An examination of Mr. Geithner’s five years as president of the New York Fed, an era of unbridled and ultimately disastrous risk-taking by the financial industry, shows that he forged unusually close relationships with executives of Wall Street’s giant financial institutions.

Of course, we all have different ways of defining "disaster," don't we?

Last June, with a financial hurricane gathering force, Treasury Secretary Henry M. Paulson Jr. convened the nation’s economic stewards for a brainstorming session. What emergency powers might the government want at its disposal to confront the crisis? he asked.

Timothy F. Geithner, who as president of the New York Federal Reserve Bank oversaw many of the nation’s most powerful financial institutions, stunned the group with the audacity of his answer. He proposed asking Congress to give the president broad power to guarantee all the debt in the banking system, according to two participants, including Michele Davis, then an assistant Treasury secretary.

The proposal quickly died amid protests that it was politically untenable because it could put taxpayers on the hook for trillions of dollars.

“People thought, ‘Wow, that’s kind of out there,’ ” said John C. Dugan, the comptroller of the currency, who heard about the idea afterward. Mr. Geithner says, “I don’t remember a serious discussion on that proposal then.”

But in the 10 months since then, the oligarchy government [that is, the executive branch, along with the unelected Fed] has in many ways embraced his blue-sky prescription.
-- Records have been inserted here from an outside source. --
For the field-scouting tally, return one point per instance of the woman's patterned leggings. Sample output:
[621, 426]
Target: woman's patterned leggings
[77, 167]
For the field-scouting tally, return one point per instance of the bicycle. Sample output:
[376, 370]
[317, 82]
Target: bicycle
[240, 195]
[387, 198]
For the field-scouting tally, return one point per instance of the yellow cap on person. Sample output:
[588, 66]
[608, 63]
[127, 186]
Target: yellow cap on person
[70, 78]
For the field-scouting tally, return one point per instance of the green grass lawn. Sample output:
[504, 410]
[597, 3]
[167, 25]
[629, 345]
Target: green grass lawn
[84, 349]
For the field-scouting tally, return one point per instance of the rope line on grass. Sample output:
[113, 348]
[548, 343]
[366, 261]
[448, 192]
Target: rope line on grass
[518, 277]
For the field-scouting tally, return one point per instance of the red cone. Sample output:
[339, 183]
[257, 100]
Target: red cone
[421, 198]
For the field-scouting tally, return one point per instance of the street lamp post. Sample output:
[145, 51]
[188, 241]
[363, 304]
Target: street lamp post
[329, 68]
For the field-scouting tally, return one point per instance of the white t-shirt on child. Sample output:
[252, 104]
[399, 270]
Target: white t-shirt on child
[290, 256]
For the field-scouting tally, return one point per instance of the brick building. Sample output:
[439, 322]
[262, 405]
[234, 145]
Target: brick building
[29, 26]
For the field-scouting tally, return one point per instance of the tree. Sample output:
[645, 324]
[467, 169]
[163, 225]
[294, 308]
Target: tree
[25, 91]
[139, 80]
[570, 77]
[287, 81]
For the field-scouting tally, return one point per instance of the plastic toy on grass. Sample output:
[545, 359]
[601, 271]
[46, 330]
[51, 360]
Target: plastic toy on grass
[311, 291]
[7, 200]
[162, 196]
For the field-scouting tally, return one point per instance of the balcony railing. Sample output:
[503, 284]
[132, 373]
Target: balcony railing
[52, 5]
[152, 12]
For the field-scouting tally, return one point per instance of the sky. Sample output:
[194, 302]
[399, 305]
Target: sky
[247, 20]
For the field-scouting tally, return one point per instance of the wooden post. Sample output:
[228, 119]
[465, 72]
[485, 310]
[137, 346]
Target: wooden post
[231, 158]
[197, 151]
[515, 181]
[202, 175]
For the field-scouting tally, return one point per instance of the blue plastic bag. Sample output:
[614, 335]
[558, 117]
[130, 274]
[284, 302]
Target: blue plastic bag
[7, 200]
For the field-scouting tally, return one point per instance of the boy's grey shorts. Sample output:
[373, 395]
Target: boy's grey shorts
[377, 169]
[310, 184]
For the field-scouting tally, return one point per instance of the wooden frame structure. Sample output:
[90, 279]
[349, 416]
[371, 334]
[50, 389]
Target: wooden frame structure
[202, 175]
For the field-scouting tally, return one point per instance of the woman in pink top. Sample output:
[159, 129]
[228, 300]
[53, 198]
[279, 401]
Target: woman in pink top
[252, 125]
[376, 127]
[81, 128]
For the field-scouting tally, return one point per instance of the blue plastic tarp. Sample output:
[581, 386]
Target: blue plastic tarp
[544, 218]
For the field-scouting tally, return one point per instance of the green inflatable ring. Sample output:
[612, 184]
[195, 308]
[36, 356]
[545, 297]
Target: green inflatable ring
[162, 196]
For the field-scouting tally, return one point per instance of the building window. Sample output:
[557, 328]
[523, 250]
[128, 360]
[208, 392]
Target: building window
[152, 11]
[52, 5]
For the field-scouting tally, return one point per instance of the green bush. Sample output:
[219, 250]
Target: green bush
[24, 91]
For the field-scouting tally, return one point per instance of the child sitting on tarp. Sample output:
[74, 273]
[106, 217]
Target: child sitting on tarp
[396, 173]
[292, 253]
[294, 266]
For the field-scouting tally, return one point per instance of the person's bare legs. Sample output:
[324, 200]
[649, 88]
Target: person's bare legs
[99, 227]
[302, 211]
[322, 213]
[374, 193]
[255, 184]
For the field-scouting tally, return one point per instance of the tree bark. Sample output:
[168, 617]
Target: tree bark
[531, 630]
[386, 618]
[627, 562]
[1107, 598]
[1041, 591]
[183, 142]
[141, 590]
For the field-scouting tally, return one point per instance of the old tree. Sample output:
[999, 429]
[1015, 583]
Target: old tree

Step by step, through an array of new programs, the Federal Reserve and Treasury have assumed an unprecedented role in the banking system, using unprecedented amounts of taxpayer money, to try to save the nation’s financiers from their own mistakes.

See, if you're one of Timmy's golfing buddies, you might think that putting the taxpayers on the hook for two trillion dollars of your gambling debts, with no transparency and no accountability-- while you keep your job, make just as much money as before, and get to keep running the country -- doesn't look like "disaster" at all. In fact, it might look a lot like success!

See? It's all a matter of perspective. Everyone has their own special delusion...

NOTE Timmy's daily schedule. Why, in the name of sweet suffering Jeebus, didn't the Times make this document searchable on the web, instead of just scanning it??